I just hope there was no chorus of “Follow the Drinking Gourd.”

The only one I’d disagree with is your first one. I imagine they read a bio or story on the Underground Railroad. Everything else in your list is spot on, I’d say.

One thing I’d add: If my girlfriend, or any other white teacher, had their A-A students dress up as slaves, they probably wouldn’t have a job on Monday. And I’m really surprised there wasn’t a parental uproar over this. On the contrary, one of the dads dropping off his “little slave” came dressed up too; barefoot and with fake whip marks on his arms.

This was supposed to be a fun day to help promote reading amongst the kids. Maybe I’m being overly-sensitive, but how is dressing seven-year-olds up like slaves “fun?”

And I’m all for not candy-coating our sometimes-ugly national history when it comes to teaching our kids, but [GOB] COME ON! [/GOB]

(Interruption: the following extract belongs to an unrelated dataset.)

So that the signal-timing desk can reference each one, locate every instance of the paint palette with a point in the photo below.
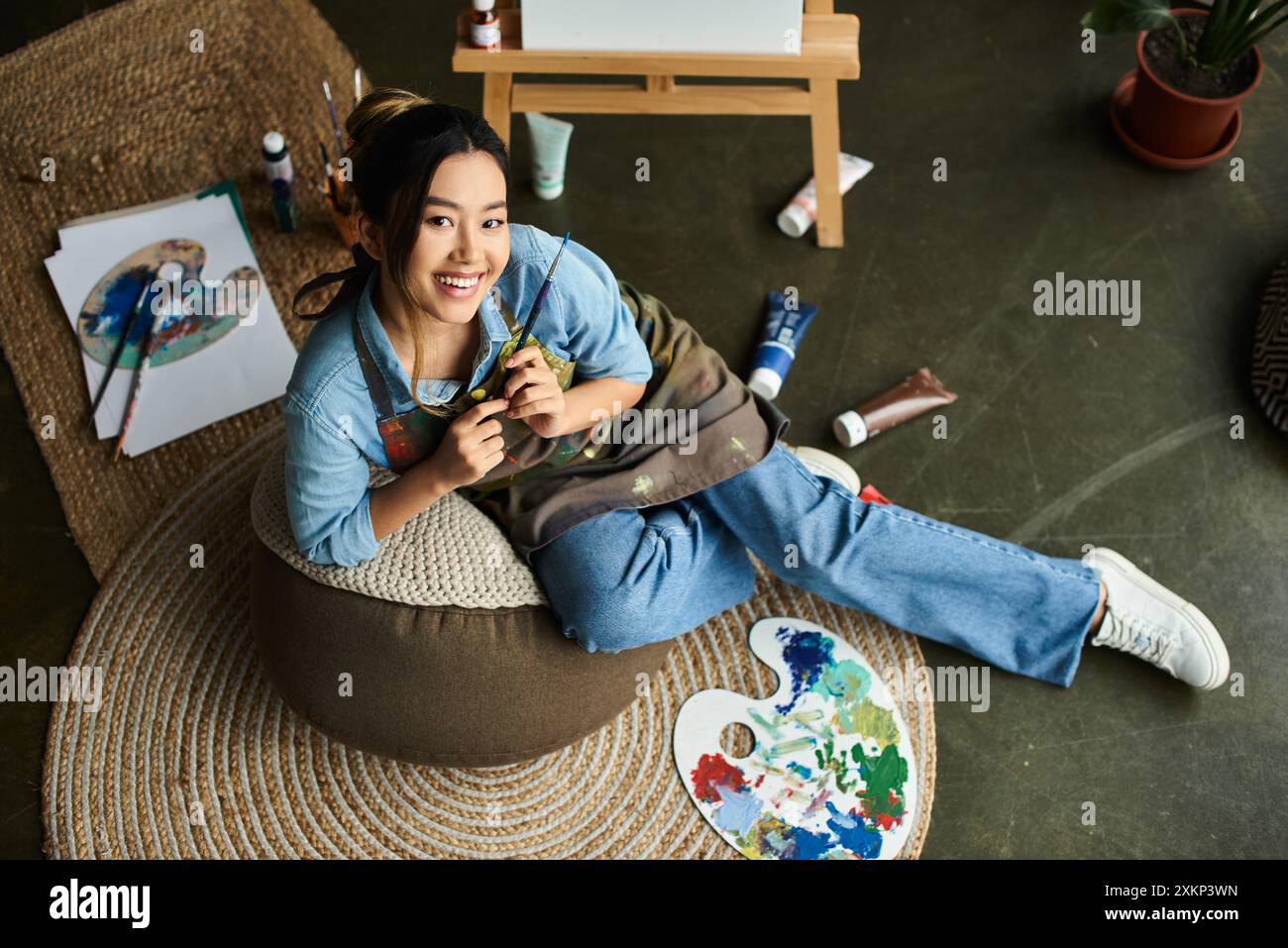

Hijack: my girlfriend’s book character costume was Glenda the Good Witch from “The Wizard of Oz.” drool I’m out of state working right now, so I had to settle for just seeing a picture of her in costume. One guess as to what state I’m in. Fuck you, Toto.

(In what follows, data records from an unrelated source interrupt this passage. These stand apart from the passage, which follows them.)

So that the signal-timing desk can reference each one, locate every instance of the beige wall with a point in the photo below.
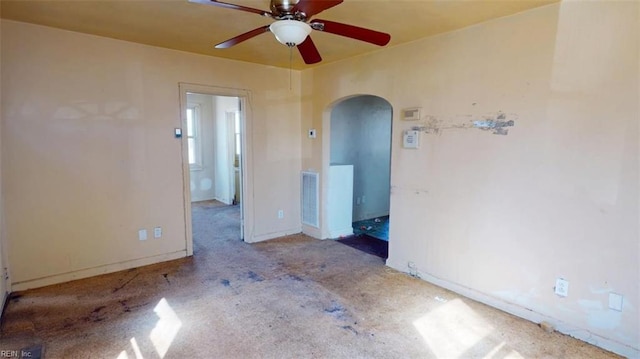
(3, 262)
(89, 157)
(500, 217)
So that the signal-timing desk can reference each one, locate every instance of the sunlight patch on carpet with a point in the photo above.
(166, 329)
(453, 330)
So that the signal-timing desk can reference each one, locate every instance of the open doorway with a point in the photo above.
(361, 142)
(213, 142)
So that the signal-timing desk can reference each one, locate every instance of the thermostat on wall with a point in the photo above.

I’m sure they did read something about her. Still, when someone says ‘character from a book,’ I’d take it to mean a character from fiction. I did try to put my points in order of increasing importance. Anyway, I doubt this does any real harm to the kids, but it’s stupid.

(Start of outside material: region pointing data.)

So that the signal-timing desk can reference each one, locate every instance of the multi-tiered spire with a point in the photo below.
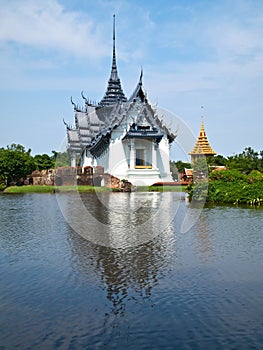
(114, 92)
(202, 146)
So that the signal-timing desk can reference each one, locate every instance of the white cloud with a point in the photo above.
(47, 25)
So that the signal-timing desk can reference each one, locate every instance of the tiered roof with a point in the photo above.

And I think you’re absolutely right. There would be outrage if a white teacher even suggested this.

A football player?!?! No wonder our educational system is in such trouble. Perhaps a union soldier willing to fight and die for the rights of the slaves would be much more instructive if they teacher wanted to keep things racist.

Hee hee hee.

You know, plenty of slaves looked white. Mark Twain’s “Puddin’head Wilson” story satarized that situation by having the whole plot revolve around a master’s child and a slave child being switched at birth. It worked because the slave mother was fair skinned, blonde and blue eyed, as so were the masters. The morality of dressing up kids as slaves aside, making a point of putting the white kid in slave clothes too would have helped to teach that point.

Yes, morality and ethical concerns about this idea aside, there is no reason to exclude this kid. The coloration, as noted, ran the gamut from blue-black to indistinguishable from whatever is considered to be “white.”

This teacher either did not do her research, or was working on a non-politically-correct personal bias, IMHO.

And having said that, let me add, did they never hear of makeup? I’m not talking about something stupid like blackface makeup, just something to darken the kid’s skin so it looked African-American or whatever? I just don’t like the exclusion here, sorry.

Posted by Robardin’s wife:

I went to a 30% black elementary and there were a few plays and the like about slavery. Escaped slaves are the heroes of underground railroads, so dressing as one is not degrading. The black and white kids played either part based on their
personalities (some whites played slaves, some blacks played owners or Abraham Lincoln).

Of course that was a play not a storybook parade.